When machine learning is used for use cases such as detecting the quality of a product in manufacturing, predicting the health of a critical piece of equipment, or video surveillance, it is expected that inference will be done in near real-time. Inferencing at the cloud requires moving data from the source to the cloud and introduces several challenges: (a) it is costly to bring data to the cloud for real-time inference, (b) bringing data from the edge to the cloud will lead to higher network latency, (c) sending data from the edge to the cloud introduces scalability issues as the number of connected devices increase, and (d) security concerns of user data risks sending data to the cloud.

Edge computing is a distributed computing paradigm which brings computation and data storage closer to the location where it is needed, to improve response times and save bandwidth. Though edge computing addresses connectivity, latency, scalability and security challenges, the computational resource requirements for deep learning models at the edge devices are hard to fulfill in smaller devices.

Before determining the type of hardware for edge devices, it is important to establish key performance metrics for the inference. At a high level, the key performance metrics for machine learning at the edge can be summarized as latency, throughput, energy consumption by the device, and accuracy. The latency refers to the time it takes to infer one data point, throughput is the number of inference calls per second, and accuracy is the confidence level of the prediction output required by the use case. Depending on these requirements, one can take one or more of the following approaches to speed up the inference at the resource-constrained edge device.

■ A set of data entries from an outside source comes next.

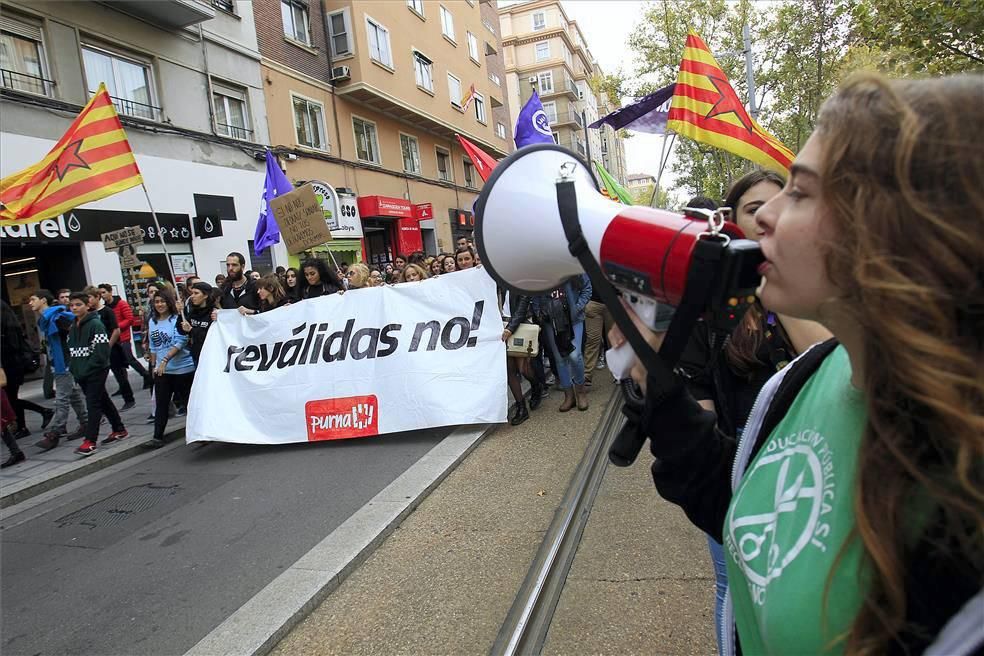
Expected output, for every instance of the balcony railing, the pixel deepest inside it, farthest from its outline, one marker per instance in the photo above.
(135, 109)
(564, 118)
(234, 131)
(24, 82)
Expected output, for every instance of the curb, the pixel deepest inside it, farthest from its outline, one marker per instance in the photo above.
(259, 624)
(71, 471)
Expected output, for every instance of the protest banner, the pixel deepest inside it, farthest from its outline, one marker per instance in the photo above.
(300, 219)
(369, 362)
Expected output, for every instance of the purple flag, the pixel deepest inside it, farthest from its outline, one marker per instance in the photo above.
(533, 126)
(276, 184)
(646, 115)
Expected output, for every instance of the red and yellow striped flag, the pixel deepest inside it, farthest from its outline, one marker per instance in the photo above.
(91, 161)
(706, 108)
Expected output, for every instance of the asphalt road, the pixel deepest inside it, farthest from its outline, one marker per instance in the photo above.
(150, 559)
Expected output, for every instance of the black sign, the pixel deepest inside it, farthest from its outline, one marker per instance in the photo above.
(223, 207)
(89, 225)
(207, 226)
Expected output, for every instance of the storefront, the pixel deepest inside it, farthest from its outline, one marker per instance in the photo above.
(462, 224)
(391, 227)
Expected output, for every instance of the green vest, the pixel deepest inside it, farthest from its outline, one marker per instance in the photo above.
(789, 518)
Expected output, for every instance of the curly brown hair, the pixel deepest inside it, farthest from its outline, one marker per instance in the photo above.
(903, 181)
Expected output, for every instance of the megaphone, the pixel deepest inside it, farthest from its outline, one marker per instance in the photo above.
(641, 250)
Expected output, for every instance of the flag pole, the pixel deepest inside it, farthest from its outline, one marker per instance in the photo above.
(662, 165)
(167, 256)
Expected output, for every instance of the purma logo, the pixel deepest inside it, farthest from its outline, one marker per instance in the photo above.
(342, 418)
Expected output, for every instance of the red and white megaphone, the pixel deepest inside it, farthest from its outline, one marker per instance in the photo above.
(641, 250)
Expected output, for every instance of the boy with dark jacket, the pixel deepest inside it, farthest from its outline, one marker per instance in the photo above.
(88, 348)
(54, 322)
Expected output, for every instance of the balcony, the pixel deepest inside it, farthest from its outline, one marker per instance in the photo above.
(568, 118)
(569, 89)
(234, 131)
(135, 109)
(169, 14)
(384, 102)
(24, 82)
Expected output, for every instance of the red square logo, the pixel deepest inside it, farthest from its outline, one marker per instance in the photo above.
(339, 419)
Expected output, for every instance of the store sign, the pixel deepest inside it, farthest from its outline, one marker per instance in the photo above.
(349, 221)
(123, 237)
(89, 225)
(423, 211)
(385, 206)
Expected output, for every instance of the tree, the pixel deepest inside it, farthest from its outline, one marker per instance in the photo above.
(803, 50)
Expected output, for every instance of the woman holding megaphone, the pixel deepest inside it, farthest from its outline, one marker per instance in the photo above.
(851, 507)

The right machine learning model for edge device

Researchers have found that reducing the number of parameters in deep neural network models help decrease the computational resources needed for model inference. Some popular models which have used such techniques with minimum (or no) accuracy degradation are YOLO, MobileNets, Solid-State Drive (SSD), and SqueezeNet. Many of these pre-trained models are available to download and use in open-source platforms such as TensorFlow or PyTorch.